Il vacilla et dut agripper la porte du palanquin pour éviter de s’effondrer face contre terre. Avec prudence, il leva les yeux et croisa le regard de Helian Yi, dont l’expression orageuse semblait annoncer une tempête imminente. Comprenant que sa meilleure option était de jouer la soumission, il baissa légèrement la tête, feignant la docilité.
Helian Yi le fixa d’un regard glacial.
« Retournons au Palais de l’Est », ordonna-t-il.
Le palanquin du prince héritier était spacieux, confortable et imprégné d’un délicat parfum d’encens. Pourtant, la stature de Jing Qi—bien qu’il ne puisse être qualifié de grue parmi les poulets lorsqu’il se trouvait dans une foule—était tout de même grande et élancée. Or, la hauteur du palanquin était légèrement insuffisante pour lui. Contraint de se courber, il tint bon pendant une minute, mais la position devint rapidement insupportable.
Jetant un coup d’œil furtif à Helian Yi, il remarqua que ce dernier l’ignorait ostensiblement, comme s’il le faisait exprès pour le faire souffrir. Soupirant intérieurement, Jing Qi ne put qu’espérer que le trajet vers le Palais de l’Est soit rapide.
Enfin, une fois arrivé à destination, Helian Yi descendit d’un pas vif, sans lui accorder un regard. Jing Qi se précipita hors de cette prison ambulante, trottinant légèrement pour le suivre, tout en profitant d’un moment d’inattention du prince héritier pour détendre discrètement ses épaules endolories.
Lu Shen attendait déjà dans le bureau. Il vit Helian Yi entrer en trombe, furieux. Avant qu’il ne puisse prononcer la moindre phrase de conciliation, il assista, impuissant, à l’instant où le prince héritier balaya d’un geste rageur tout ce qui se trouvait sur la table—pinceaux, encre, papier, pierres à encre—envoyant le tout s’écraser au sol. Dans sa fureur, il attrapa ensuite une tasse de thé et la jeta vers la porte sans même regarder, projetant éclats et gouttelettes dans toutes les directions.
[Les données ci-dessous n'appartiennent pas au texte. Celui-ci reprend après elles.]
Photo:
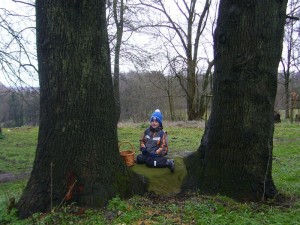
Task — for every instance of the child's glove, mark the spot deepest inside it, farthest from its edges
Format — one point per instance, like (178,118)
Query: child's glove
(144,150)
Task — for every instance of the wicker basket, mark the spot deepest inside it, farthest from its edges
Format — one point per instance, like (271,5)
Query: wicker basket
(127,155)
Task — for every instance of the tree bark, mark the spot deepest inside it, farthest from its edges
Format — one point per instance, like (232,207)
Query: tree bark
(77,156)
(235,155)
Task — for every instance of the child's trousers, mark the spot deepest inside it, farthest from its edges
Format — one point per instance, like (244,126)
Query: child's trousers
(158,161)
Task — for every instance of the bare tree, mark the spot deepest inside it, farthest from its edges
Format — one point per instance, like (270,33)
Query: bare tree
(184,38)
(235,155)
(17,45)
(77,157)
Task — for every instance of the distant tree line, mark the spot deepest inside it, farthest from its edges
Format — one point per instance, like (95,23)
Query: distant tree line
(19,108)
(140,94)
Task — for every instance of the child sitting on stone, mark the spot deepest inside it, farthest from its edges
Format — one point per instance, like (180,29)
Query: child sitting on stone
(153,144)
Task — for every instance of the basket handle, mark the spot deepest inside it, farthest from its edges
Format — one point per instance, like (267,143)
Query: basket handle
(127,142)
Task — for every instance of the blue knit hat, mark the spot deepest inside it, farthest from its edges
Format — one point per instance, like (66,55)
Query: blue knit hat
(157,116)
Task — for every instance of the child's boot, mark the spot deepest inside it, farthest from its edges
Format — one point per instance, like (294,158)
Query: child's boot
(170,164)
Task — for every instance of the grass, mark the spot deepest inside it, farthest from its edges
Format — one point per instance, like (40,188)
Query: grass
(17,151)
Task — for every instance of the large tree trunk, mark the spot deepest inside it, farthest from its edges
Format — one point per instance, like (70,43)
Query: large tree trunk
(119,34)
(235,155)
(77,156)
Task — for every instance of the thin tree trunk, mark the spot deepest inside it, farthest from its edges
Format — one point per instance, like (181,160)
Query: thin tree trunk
(287,98)
(235,155)
(77,156)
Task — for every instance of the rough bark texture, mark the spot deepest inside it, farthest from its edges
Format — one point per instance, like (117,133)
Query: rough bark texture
(77,156)
(235,155)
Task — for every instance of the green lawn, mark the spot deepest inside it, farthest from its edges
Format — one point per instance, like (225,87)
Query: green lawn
(17,152)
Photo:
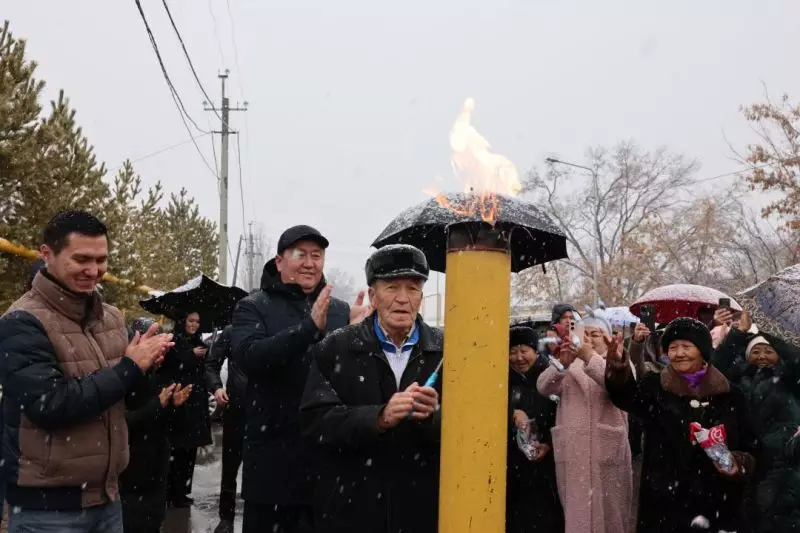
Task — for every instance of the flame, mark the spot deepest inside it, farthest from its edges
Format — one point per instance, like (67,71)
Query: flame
(483,173)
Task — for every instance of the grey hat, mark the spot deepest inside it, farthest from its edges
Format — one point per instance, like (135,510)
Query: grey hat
(397,261)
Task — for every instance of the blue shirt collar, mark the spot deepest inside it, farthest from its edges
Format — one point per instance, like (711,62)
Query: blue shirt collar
(388,346)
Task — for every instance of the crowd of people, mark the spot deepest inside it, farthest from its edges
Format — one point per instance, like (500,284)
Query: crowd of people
(329,413)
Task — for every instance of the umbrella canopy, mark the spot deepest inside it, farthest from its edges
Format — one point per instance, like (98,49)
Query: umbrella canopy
(673,301)
(774,304)
(213,302)
(534,239)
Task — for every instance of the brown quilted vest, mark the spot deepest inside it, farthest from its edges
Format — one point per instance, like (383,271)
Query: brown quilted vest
(85,338)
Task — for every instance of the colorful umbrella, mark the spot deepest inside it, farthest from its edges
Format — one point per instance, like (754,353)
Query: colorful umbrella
(774,304)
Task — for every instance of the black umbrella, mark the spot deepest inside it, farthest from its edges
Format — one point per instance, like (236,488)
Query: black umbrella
(213,302)
(774,304)
(533,238)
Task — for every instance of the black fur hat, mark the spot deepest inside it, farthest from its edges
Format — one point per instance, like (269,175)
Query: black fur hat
(523,335)
(689,329)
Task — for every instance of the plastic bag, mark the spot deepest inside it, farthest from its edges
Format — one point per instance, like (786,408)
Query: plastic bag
(714,443)
(527,440)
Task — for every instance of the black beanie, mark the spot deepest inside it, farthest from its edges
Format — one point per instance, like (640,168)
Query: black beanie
(559,310)
(523,335)
(689,329)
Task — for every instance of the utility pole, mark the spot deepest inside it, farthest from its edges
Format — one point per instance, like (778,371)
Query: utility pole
(251,276)
(224,132)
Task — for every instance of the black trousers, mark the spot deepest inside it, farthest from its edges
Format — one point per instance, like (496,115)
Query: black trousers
(181,472)
(232,449)
(263,517)
(143,512)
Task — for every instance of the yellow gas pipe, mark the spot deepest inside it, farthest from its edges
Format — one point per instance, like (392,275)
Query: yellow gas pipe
(472,492)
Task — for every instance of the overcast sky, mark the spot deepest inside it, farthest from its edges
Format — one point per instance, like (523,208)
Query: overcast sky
(351,101)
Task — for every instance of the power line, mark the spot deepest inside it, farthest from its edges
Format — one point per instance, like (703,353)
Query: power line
(216,33)
(241,186)
(235,50)
(186,54)
(162,150)
(712,178)
(173,92)
(241,87)
(175,95)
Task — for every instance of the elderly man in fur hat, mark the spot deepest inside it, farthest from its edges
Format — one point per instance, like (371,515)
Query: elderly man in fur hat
(376,426)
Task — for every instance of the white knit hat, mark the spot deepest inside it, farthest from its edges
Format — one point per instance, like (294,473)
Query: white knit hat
(753,343)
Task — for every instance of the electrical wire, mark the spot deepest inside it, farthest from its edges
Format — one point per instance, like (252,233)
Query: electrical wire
(188,58)
(162,150)
(712,178)
(235,50)
(241,186)
(216,33)
(241,86)
(173,92)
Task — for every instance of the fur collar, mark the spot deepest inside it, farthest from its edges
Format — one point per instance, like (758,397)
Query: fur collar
(713,384)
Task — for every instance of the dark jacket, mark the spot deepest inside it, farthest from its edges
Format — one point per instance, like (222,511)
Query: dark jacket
(148,438)
(65,440)
(532,502)
(236,384)
(371,481)
(772,397)
(272,336)
(192,427)
(679,482)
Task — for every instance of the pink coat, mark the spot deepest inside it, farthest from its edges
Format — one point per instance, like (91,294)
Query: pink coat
(591,449)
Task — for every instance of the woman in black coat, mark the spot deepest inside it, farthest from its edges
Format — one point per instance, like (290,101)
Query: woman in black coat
(149,411)
(532,503)
(682,489)
(767,370)
(185,365)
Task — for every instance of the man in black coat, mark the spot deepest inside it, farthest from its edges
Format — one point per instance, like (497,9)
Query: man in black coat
(273,332)
(377,430)
(149,412)
(231,398)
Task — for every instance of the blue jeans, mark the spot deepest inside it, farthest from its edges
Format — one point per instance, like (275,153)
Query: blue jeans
(101,519)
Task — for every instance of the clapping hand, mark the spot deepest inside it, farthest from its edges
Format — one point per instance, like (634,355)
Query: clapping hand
(180,395)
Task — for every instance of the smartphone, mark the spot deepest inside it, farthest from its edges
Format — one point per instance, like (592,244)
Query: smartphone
(578,332)
(647,313)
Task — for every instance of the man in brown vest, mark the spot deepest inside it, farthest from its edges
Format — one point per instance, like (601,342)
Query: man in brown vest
(66,369)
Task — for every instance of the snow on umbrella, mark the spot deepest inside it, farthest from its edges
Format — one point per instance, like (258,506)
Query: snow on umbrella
(534,239)
(620,316)
(673,301)
(774,303)
(214,302)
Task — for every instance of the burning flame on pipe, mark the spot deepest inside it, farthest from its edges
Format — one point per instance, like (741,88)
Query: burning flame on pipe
(484,174)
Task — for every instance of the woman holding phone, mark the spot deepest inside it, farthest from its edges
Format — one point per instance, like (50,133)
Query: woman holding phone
(590,438)
(184,365)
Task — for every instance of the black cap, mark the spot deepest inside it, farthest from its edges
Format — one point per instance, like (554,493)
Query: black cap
(397,261)
(689,329)
(296,234)
(560,310)
(523,336)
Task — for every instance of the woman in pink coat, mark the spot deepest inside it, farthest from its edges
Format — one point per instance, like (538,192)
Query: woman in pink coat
(590,438)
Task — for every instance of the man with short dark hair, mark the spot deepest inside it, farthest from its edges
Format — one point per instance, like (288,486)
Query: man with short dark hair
(68,365)
(230,398)
(273,332)
(369,410)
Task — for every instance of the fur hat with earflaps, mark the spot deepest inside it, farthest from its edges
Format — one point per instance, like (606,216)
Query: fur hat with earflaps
(689,329)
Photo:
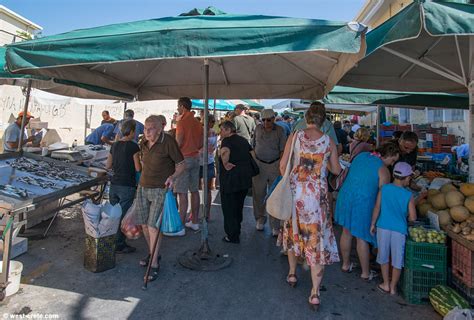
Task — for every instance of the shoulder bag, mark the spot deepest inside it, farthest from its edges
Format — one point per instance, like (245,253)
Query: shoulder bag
(280,202)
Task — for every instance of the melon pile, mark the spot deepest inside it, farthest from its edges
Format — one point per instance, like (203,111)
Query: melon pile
(453,206)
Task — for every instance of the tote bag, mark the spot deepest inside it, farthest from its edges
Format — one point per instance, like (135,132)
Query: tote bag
(280,202)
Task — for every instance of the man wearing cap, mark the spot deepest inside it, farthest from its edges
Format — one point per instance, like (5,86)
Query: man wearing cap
(244,124)
(129,114)
(11,136)
(268,143)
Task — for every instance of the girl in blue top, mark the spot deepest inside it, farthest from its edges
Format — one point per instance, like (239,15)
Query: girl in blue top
(394,203)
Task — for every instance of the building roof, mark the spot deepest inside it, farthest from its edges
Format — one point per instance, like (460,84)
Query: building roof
(19,18)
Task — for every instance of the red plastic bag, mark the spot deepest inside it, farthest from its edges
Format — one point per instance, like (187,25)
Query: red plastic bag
(129,227)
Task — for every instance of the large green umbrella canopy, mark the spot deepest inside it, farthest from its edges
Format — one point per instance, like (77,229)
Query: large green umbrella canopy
(57,86)
(357,96)
(249,56)
(428,47)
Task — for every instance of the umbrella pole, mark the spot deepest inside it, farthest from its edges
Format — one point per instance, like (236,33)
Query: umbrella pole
(23,119)
(377,126)
(471,128)
(205,250)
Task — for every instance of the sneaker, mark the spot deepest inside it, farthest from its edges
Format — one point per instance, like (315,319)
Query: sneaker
(181,233)
(126,249)
(191,225)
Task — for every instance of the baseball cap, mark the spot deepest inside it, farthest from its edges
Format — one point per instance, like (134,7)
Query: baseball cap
(402,169)
(28,115)
(268,113)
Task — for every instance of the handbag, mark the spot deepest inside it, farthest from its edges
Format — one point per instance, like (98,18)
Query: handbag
(254,166)
(280,202)
(171,222)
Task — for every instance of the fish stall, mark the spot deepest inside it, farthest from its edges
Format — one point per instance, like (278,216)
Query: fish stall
(29,181)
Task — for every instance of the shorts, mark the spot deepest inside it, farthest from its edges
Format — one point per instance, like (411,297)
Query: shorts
(211,171)
(189,179)
(149,205)
(391,244)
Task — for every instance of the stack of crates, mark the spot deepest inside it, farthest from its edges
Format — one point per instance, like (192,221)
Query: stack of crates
(425,268)
(463,270)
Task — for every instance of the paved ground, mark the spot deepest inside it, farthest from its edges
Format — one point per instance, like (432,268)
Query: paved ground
(253,287)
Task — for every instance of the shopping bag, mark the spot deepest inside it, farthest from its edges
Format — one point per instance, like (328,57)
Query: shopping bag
(171,221)
(129,226)
(272,187)
(280,202)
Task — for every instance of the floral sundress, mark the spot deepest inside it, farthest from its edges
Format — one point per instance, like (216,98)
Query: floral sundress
(309,233)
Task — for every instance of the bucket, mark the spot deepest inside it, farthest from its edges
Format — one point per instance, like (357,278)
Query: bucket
(14,277)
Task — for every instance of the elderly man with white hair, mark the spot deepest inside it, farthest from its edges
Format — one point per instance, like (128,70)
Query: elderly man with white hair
(162,163)
(268,144)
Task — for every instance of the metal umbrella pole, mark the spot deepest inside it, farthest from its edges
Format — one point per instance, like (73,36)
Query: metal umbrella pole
(205,251)
(204,260)
(23,119)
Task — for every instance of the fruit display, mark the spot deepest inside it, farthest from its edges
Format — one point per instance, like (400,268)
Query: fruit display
(431,175)
(420,234)
(444,299)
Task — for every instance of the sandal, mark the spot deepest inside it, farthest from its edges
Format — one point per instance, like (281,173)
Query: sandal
(382,289)
(153,273)
(349,270)
(372,275)
(314,306)
(292,283)
(145,261)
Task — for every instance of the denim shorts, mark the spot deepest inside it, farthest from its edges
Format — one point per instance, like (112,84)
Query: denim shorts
(391,244)
(211,171)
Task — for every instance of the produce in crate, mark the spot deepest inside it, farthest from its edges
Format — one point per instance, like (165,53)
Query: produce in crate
(439,202)
(444,299)
(424,208)
(444,217)
(448,187)
(467,189)
(454,199)
(469,204)
(459,213)
(420,234)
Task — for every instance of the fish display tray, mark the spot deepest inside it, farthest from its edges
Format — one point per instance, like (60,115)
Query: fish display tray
(35,194)
(99,253)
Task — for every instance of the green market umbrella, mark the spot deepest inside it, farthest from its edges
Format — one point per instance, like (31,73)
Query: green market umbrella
(357,96)
(239,55)
(426,47)
(249,56)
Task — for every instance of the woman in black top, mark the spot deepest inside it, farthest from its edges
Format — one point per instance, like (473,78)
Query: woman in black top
(124,161)
(235,177)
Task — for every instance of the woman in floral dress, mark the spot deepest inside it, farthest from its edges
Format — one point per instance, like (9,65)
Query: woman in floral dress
(309,232)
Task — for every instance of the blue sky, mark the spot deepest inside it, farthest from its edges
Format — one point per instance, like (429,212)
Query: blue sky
(56,16)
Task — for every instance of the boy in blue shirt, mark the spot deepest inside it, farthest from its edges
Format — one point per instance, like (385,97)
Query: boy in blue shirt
(394,204)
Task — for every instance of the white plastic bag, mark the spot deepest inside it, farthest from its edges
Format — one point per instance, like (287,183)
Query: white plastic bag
(459,314)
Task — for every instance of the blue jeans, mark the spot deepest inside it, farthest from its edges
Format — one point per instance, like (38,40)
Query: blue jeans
(123,195)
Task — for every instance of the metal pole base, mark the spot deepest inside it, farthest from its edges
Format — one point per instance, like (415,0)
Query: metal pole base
(203,260)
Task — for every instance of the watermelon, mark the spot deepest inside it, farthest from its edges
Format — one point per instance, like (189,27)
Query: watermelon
(444,299)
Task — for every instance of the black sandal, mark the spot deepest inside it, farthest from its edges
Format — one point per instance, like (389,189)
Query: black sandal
(153,274)
(145,261)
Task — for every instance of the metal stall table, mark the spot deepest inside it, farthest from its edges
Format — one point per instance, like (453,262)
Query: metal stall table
(28,182)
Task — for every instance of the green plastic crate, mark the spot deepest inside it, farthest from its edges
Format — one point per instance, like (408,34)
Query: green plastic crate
(416,284)
(425,256)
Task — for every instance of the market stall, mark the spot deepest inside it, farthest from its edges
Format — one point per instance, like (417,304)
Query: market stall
(29,181)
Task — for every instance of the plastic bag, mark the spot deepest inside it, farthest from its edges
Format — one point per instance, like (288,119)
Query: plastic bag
(272,187)
(459,314)
(171,221)
(129,226)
Jing Qi s’arrêta net à l’entrée, baissa les yeux vers l’ourlet de sa robe de fonctionnaire désormais humide et esquissa un sourire amer. « Altesse, ai-je donc mérité une réprimande avant même d’avoir franchi la porte ? »
« Entre ici ! » rugit Helian Yi.
Jing Qi entra docilement, tandis que Lu Shen soupira intérieurement. Jetant un coup d’œil à l’expression d’Helian Yi, qui semblait prêt à dévorer quelqu’un, il ravala aussitôt les paroles qu’il s’apprêtait à prononcer—des banalités telles que « apaisez votre colère » ou « calmez-vous ».
Helian Yi pointa un doigt tremblant vers Jing Qi, balbutiant un « tu-tu-tu » sans parvenir à achever sa phrase. Après un long moment, il laissa échapper un soupir et s’assit lourdement, l’air sombre.
« Jing Beiyuan, veux-tu me faire mourir de colère ? » demanda-t-il d’une voix calme.
Jing Qi baissa la tête en signe d’aveu de sa faute.
« Sais-tu pourquoi l’insurrection de Guang a éclaté ? Ou qui est Liao Zhendong ? »
Lu Shen fronça également les sourcils.
« Tu as vraiment été impulsif cette fois, Prince. »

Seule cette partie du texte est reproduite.